How to use pulse surveys for a successful return to work

Anxiety returning to work post-COVID

Though we’re all eager to finally get out of the house, a lot of people are still anxious about the return to work. A Bupa poll of 1000 people found that 65% of British workers feel anxious about their return to the office.

This is bad news. Anxiety and stress are terrible for people’s health. Chronic stress impacts almost every organ in the body, and in 2015 up to 80% of doctors’ appointments in the US were due to stress.

For employers, avoiding this strain on a person’s health is the right thing to do. Yet, there are business benefits too. High levels of stress and anxiety inhibit employees from performing their best. This impacts business productivity and performance.

It is more important than ever to listen, and understand your employees’ concerns.

 

What can employers do?

For a successful return to work you need to incorporate employees’ feedback. The best way to do this is ask, and start a two-way dialogue about what the ‘new normal’ will look like for your organisation.

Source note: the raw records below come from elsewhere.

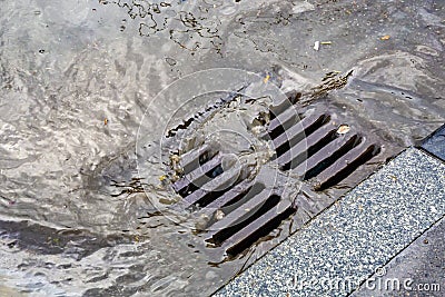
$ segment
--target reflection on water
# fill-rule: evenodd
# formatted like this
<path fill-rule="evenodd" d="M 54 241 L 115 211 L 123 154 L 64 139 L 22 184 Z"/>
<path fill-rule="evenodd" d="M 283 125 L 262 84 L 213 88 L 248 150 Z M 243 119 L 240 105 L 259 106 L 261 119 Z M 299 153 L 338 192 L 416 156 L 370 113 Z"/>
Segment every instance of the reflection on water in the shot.
<path fill-rule="evenodd" d="M 0 279 L 40 295 L 211 293 L 248 256 L 209 267 L 200 238 L 141 191 L 171 200 L 148 178 L 165 170 L 156 156 L 144 176 L 137 168 L 136 136 L 155 96 L 218 67 L 286 69 L 283 87 L 301 90 L 354 70 L 323 100 L 411 146 L 445 119 L 444 9 L 414 0 L 3 1 Z M 159 125 L 148 123 L 154 135 Z"/>

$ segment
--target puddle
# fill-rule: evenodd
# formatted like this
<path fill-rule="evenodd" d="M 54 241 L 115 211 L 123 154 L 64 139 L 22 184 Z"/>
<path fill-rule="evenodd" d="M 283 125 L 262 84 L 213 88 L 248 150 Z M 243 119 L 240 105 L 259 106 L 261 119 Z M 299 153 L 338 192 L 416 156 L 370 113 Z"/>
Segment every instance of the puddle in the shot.
<path fill-rule="evenodd" d="M 258 254 L 211 266 L 189 215 L 164 216 L 178 197 L 161 187 L 159 136 L 253 77 L 307 91 L 353 70 L 343 88 L 325 86 L 326 109 L 398 148 L 416 145 L 445 120 L 444 10 L 414 0 L 2 3 L 0 267 L 26 277 L 0 294 L 215 291 Z M 225 108 L 205 130 L 233 128 L 234 115 Z M 141 122 L 150 147 L 137 155 Z M 238 142 L 230 149 L 244 151 Z"/>

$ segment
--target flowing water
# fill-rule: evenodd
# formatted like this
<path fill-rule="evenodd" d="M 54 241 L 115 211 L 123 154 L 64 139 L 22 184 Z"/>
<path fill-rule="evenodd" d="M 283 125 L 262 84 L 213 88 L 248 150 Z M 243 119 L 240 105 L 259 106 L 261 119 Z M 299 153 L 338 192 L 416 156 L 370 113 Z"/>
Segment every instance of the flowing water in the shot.
<path fill-rule="evenodd" d="M 441 0 L 0 1 L 0 295 L 211 294 L 248 256 L 210 265 L 165 216 L 166 129 L 246 82 L 353 70 L 320 100 L 416 145 L 445 120 L 444 46 Z"/>

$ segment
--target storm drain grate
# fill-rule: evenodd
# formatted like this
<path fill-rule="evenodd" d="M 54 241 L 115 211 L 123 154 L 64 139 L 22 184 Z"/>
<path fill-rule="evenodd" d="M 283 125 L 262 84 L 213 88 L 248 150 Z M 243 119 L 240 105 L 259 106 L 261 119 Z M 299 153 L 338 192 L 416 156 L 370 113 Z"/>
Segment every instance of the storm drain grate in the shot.
<path fill-rule="evenodd" d="M 374 162 L 385 159 L 379 140 L 350 127 L 339 112 L 323 107 L 301 111 L 296 100 L 289 101 L 291 106 L 270 108 L 270 120 L 258 137 L 269 140 L 275 154 L 255 179 L 244 178 L 240 171 L 246 168 L 225 168 L 228 155 L 215 145 L 180 156 L 182 176 L 172 184 L 182 197 L 177 207 L 208 218 L 200 235 L 215 261 L 244 253 L 277 228 L 279 238 L 287 237 L 348 189 L 336 186 L 348 179 L 346 185 L 355 186 L 374 171 Z M 280 181 L 271 185 L 267 171 L 273 168 L 279 176 L 298 177 L 299 191 L 285 190 Z"/>

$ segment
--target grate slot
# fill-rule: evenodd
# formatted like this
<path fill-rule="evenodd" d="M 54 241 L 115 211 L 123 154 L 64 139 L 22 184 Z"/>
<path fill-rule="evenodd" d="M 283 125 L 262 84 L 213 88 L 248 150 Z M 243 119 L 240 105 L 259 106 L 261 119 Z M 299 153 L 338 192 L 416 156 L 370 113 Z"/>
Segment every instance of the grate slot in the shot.
<path fill-rule="evenodd" d="M 320 174 L 320 182 L 315 187 L 315 190 L 320 191 L 337 185 L 379 152 L 380 148 L 376 145 L 354 148 Z"/>
<path fill-rule="evenodd" d="M 224 219 L 211 226 L 211 238 L 207 241 L 220 245 L 224 240 L 243 229 L 279 202 L 279 196 L 268 195 L 267 190 L 254 196 L 239 208 L 228 214 Z"/>
<path fill-rule="evenodd" d="M 267 133 L 270 138 L 276 138 L 283 133 L 286 129 L 289 129 L 300 120 L 300 116 L 294 106 L 289 107 L 278 117 L 270 120 L 267 127 Z"/>
<path fill-rule="evenodd" d="M 322 128 L 329 121 L 329 119 L 330 117 L 326 115 L 309 116 L 303 119 L 300 123 L 293 126 L 290 129 L 279 135 L 276 139 L 274 139 L 277 157 L 280 157 L 293 146 L 305 139 L 305 137 Z"/>
<path fill-rule="evenodd" d="M 307 158 L 320 150 L 324 146 L 333 141 L 338 135 L 336 127 L 332 125 L 324 126 L 316 132 L 309 135 L 306 140 L 300 141 L 290 150 L 280 156 L 277 161 L 283 170 L 294 169 Z"/>
<path fill-rule="evenodd" d="M 290 201 L 281 201 L 255 220 L 255 224 L 244 227 L 224 244 L 225 246 L 230 246 L 227 248 L 228 256 L 234 257 L 240 254 L 261 237 L 269 235 L 295 211 L 296 209 Z"/>
<path fill-rule="evenodd" d="M 306 162 L 300 164 L 294 171 L 304 175 L 304 180 L 316 177 L 360 142 L 362 138 L 357 135 L 339 137 L 322 148 Z"/>
<path fill-rule="evenodd" d="M 260 185 L 260 184 L 256 184 Z M 241 200 L 243 197 L 246 197 L 246 195 L 250 194 L 251 189 L 256 189 L 258 186 L 250 186 L 250 180 L 244 180 L 236 185 L 234 188 L 230 190 L 226 191 L 222 196 L 218 197 L 215 199 L 211 204 L 209 204 L 204 211 L 206 214 L 211 214 L 215 211 L 215 209 L 219 209 L 225 206 L 233 205 L 239 200 Z M 261 190 L 265 187 L 263 186 Z"/>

Asking may not be enough though. With job security at an all-time low, employees may be reluctant to feed back their true feelings. They may say what they think their employer wants to hear.

This is why we recommend encouraging employees to submit anonymous feedback.

Employers have often done this through long surveys. These can waste time, both to create and fill out, when shorter, more targeted forms of questions would be better.

 

Introducing pulse surveys

So, what can you use that’s more effective? Pulse surveys.

Pulse surveys are a short form of survey, but are far more targeted and goal-based. They are short, highly-specific and actionable.

Some of their best features are:

  • Recording result in real-time gives you the most up to date pulse check on what your employees think
  • Answers are anonymous so they are completely honest
  • The data is concise and specific – it doesn’t need weeks of excel analysis
  • Employees needn’t leave their inbox. They can convey their thoughts with a quick click
  • No survey fatigue
  • Higher response rates
  • Furthers a culture of continuous improvement
  • Improves employee engagement

The data and metrics pulse surveys provide are perfect for an effective return to work plan. But don’t take our word for it, try it for free yourself.

 

What questions should I ask?

So how do we get the best out of pulse surveys?

Questions should be actionable, and you should follow up with what you’ll be doing as a result. Examples could be:

  • Do you understand what the company is doing to ensure employee safety in the office?

Action: If people disagree, follow up by explaining what you are doing. Ask for further feedback on this.

  • When would you feel comfortable coming into the office? (a) now (b) autumn (c) next year

Action: Use the data to influence plans to open the office back up and feed back the results.

  • What would be your biggest worry about coming back to work? (a) social distancing in the office (b) getting public transport to work (c) childcare arrangements (d) cleanliness in the office

Action: Create an action plan for the biggest worry and feed back the plan and rationale behind this. E.g. 60% of employees told us getting public transport to work was the biggest worry. To help, we are introducing flexible hours, so employees can avoid busy public transport.

 

A successful return to work in the current climate has its challenges for all businesses. We are still in unprecedented times, and a post-COVID back to work plan is something none of us has a rule book for.

But you can include your employees in the process by using pulse surveys. This will mean a more informed plan, and an engaged workforce to support you with it.